最初はゲームの中で出会った、小神野先輩と俺。プロのプレーヤーを目指す俺をあっという間に倒したくせに、名前さえ教えてくれなかった彼を探すこと1年……。俺は高校のeスポーツ部で先輩と再会した。

先輩は俺のライバルだ。仲良くなろうと思っていたわけじゃないけど、初日から『雑魚』呼ばわりされてケンカになり、同じチームを組むことになっては、またケンカ。一緒にゲームをやっているときだけは楽しいかと思いきや、協力するゲームにもかかわらず、お互いを撃ち合ってばかりだった。

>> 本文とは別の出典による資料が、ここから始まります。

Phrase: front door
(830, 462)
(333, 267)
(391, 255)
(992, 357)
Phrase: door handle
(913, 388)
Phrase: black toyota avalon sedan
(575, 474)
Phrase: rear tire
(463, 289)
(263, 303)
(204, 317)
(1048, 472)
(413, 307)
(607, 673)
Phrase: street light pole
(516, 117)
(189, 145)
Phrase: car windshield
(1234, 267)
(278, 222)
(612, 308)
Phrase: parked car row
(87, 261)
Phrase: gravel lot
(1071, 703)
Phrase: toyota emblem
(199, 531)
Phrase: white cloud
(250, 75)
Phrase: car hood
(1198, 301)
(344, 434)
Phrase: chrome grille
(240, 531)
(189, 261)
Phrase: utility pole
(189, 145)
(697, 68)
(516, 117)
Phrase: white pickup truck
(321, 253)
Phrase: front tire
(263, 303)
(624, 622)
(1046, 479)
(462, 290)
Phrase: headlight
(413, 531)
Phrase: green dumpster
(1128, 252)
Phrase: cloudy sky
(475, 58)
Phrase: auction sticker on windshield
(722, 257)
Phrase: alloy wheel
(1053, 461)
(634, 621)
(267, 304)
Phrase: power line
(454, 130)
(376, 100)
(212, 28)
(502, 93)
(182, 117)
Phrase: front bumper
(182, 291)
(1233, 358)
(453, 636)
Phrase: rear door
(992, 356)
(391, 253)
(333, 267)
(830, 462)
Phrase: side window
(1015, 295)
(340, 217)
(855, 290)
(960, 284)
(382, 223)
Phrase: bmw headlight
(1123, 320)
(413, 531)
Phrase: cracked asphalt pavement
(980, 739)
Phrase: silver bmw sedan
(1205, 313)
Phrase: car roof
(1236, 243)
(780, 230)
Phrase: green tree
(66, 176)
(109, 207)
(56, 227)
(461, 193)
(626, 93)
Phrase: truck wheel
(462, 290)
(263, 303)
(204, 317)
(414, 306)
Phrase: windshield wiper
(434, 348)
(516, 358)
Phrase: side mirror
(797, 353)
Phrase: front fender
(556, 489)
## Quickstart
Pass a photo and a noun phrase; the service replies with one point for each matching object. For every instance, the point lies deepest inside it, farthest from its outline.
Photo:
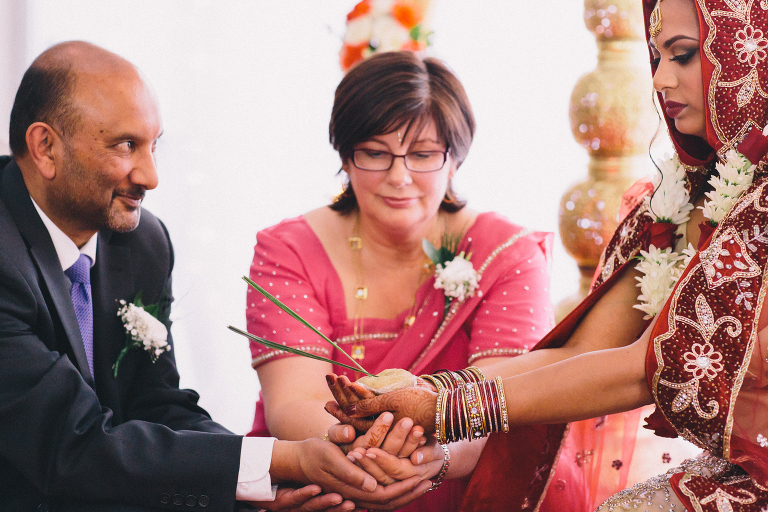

まったくタイプの違う先輩と、共通する部分はゲームが好きなことと、負けず嫌いなこと。試合に負けたのをきっかけに2か月限定の共同生活をすることになった俺は、そこで先輩の意外な一面を知ることになる。家事ができなかったり、意外と不器用だったり、嫌がらせでキスすると顔を赤くしたり――。

「お前にだけは負けたくない」と話す先輩に、自分は先輩にとって特別なのかと聞いたら、「……お前は、俺の特別がいいの?」と唇にキスされた。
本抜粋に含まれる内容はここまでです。